Looking left the forest reassures you. Pebble boulders with water trickling over, breaks the view with unexpected beauty! Wishing the road allowed a longer look at this unexpected scene. The forest gives way to woods. Thomas R. Bell Lumber Co. pops up in front of the river. A clearing allowed some homes in the area to exist. Familiar trash and recycling totes remind us that life is the same here. “Crossroads” offer tarot card readings. It’s a building so close to the road you wonder how no one has hit it yet. It’s followed by a town of houses that line the road. In the houses that follow, some are beautiful old historic houses that were well maintained from their previous lives.
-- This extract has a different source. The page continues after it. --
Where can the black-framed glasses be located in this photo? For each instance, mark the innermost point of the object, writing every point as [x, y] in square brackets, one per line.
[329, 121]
First Church of Winsted stands strong with the promise of history. McGrane’s on The Green & Deli promise food to the locals. Looking left a town square with a stage that the Rotary Club maintains. Park Place Hardware to the right. We’ve only traveled twenty miles, but they’ve been windy single lane miles. Now we excel onto the highway. Our driver has made up the ten minutes we took on that rest break. Two lanes curve out ahead of us. Oh, factory jobs explain the local money. Back to the roar of the tires and the trucks, trucks, trucks. Bump, bump, bump the road answers the question we did not ask.
What these parents won’t do for their second born child. Their pride, their Yale lacrosse starter. Their daughter. Every few days they make this trip to Connecticut. In silence they travel. He passes on the outside; he passes on the inside. Closing the distance between them and their daughter. My daughter and I get to come along on this particular day. It will be about an eighteen-hour round trip adventure over the river and through the forest.
We are thankful when we roll to a stop in New Haven. The city is a different kind of forest. The towering brick buildings humble you immediately. The architecture is breath taking. How many city blocks does that building cover? It is massive! It transports you back in time. It’s hard to take all the details in, but we are on foot now so my eyes can scan at their leisure. Inscribed on the wall of the library I read, “The Library is the heart of the University.” That is the truth.
I struggle to keep current as my mind wants to transport me back to the 18th century. I am after all looking at the same buildings. I stare at the details of the architecture. I marvel at the craftsmanship. The library holds almost five million volumes of work in fifteen different buildings. I walk into one such building and I’m in awe of the old volumes of books on display behind a glass walled room, guarded by an armed man. So much knowledge in one place.
Friendly co-eds strike up a conversation with us. We are happy to engage with them. We all instinctively know how lucky we are to be in this space, in this moment in time. We wish them well and continue our journey and they on theirs.
Soon we will see the precious person we traveled so far to see. We will watch her play. We will watch history in the making. The broad strokes of the game will be recorded in history for someone else to view a hundred years from now. We will get to hug her before we head back through the forest, the woods and around the river. Our own places await our return. I believe we are slightly changed by all we’ve seen.